When I first went to San José, Costa Rica in 2003, I thought it was a grimy city. It wasn’t a place I wanted to spend a lot of time in. There was trash everywhere, the buildings were run down, and compared to other Spanish cities, there was no post-colonial charm to be found. After visiting the city again for a second time, I still feel the same way. San José isn’t a charming city. It’s still gritty. It’s still grimy.
The city has changed a lot in recent years, but not in a good way. In 2003, I don’t remember seeing any fast food restaurants beyond the occasional McDonalds. Now, there are streets lined with fast food. I even saw a Quiznos, and I never see those anywhere! Granted, the locals seem to love fast food. Every Taco Bell I saw was filled with diners. But the overall feel of the city — a mishmash of people in a gritty, hard place — was still there.
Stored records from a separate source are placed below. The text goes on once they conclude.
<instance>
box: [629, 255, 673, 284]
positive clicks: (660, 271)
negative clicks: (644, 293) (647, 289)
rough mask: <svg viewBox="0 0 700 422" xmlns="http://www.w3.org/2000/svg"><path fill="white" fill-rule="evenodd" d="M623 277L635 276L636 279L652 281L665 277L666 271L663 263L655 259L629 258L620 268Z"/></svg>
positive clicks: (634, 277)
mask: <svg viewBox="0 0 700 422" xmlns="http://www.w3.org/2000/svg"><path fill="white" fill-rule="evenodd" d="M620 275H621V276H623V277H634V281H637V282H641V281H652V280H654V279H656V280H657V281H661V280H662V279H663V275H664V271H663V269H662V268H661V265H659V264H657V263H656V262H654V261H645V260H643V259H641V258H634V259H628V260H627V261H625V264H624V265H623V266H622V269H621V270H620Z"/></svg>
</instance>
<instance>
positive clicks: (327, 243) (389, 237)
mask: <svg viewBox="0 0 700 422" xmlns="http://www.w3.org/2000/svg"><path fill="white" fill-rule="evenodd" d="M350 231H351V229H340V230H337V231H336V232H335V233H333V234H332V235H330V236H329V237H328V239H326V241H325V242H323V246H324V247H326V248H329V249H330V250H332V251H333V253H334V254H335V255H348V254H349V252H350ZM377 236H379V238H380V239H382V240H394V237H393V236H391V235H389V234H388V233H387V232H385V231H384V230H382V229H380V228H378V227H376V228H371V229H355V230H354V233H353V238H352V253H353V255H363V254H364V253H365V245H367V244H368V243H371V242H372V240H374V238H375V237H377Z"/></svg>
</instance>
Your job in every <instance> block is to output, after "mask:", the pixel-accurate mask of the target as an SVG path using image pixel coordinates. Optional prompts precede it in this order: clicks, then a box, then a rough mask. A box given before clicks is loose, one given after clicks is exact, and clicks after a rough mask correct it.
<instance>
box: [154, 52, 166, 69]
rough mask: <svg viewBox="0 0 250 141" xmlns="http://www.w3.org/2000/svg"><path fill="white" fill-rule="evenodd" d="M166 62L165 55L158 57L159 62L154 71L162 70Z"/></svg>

Nevertheless, here are a few highlights that you shouldn’t miss if you’re visiting San José:
National Center of Art & Culture – This sprawling museum occupies an entire block, and it houses the offices of the Cultural Ministry and several performing arts centers, It is also home to the Museum of Contemporary Art and Design, where you can see the cutting-edge artistry of Costa Rican and Central American artists. This is the place to see contemporary dance and theatre in San José.
The Gold Museum – The “Museo del Oro” is part of a three-story basement complex just off the Plaza de la Cultura. The museum has an extensive display of the uses of pre-Columbian gold as viewed by the indigenous societies, and there are hundreds of exquisite glittering pieces to admire. There is also a museum featuring the history of their currency.
Jade Museum – The Jade Museum is located on the 11th floor of the largest building in Central America, the National Insurance Building. The museum has the world’s largest collection of pre-Columbian jade, with pieces dating from 500 BC to 800 AD. Thanks to recent upgrades to the lighting fixtures, you’ll see them in all their glory. The museum also offers an excellent view over San José and the Central Valley.
Mercado Central – The Central Market in San José is found in a bright yellow building on the Avenue Central — you can’t miss it. Buy your souvenirs or check out local foods among the hundreds of colorful stalls. There are a lot of good eateries here too. Make sure you try the sorbet place in the center of the market — words can’t describe how delicious it is.
Barrio Amos – This is the old colonial part of the city; it’s my favorite part to wander around. There are many quiet streets and beautiful homes in this area. It’s picture perfect.
Parques – San José has a lot of parks. They aren’t huge or even some of the best in the world, but they are worth a good stroll and can be a nice place to sit and relax after a long day of walking.
Poas Volcano – Poas Volcano isn’t active anymore but it does feature a sulfur water–filled caldera. The water is so still and aquamarine, you might think it’s fake or that it has been painted on. The area has some good hiking trails, and you’ll get pictures that will make jaws drop. This is definitely the best day trip outside of the city.
If you do find yourself in San José and you’re on a budget, the Mercado Central has amazing food and cheap local prices. Plates of the day are 1,700 colones, or half of the cost of what can be found in major tourist areas. Moreover, avoid taxis at all costs. At a minimum, they will cost you around 5,000 colones to get around the city. They just aren’t worth it, as everything you need is centrally located.
San José can be avoided, but chances are you will pass through it at some point as you crisscross Costa Rica. It’s easier to go through it than make your travel plans around it. It’s not an “awful” place; it’s simply a grimy place. After you’ve seen the major sites and done some day trips, it’s best to head to the better parts of the country.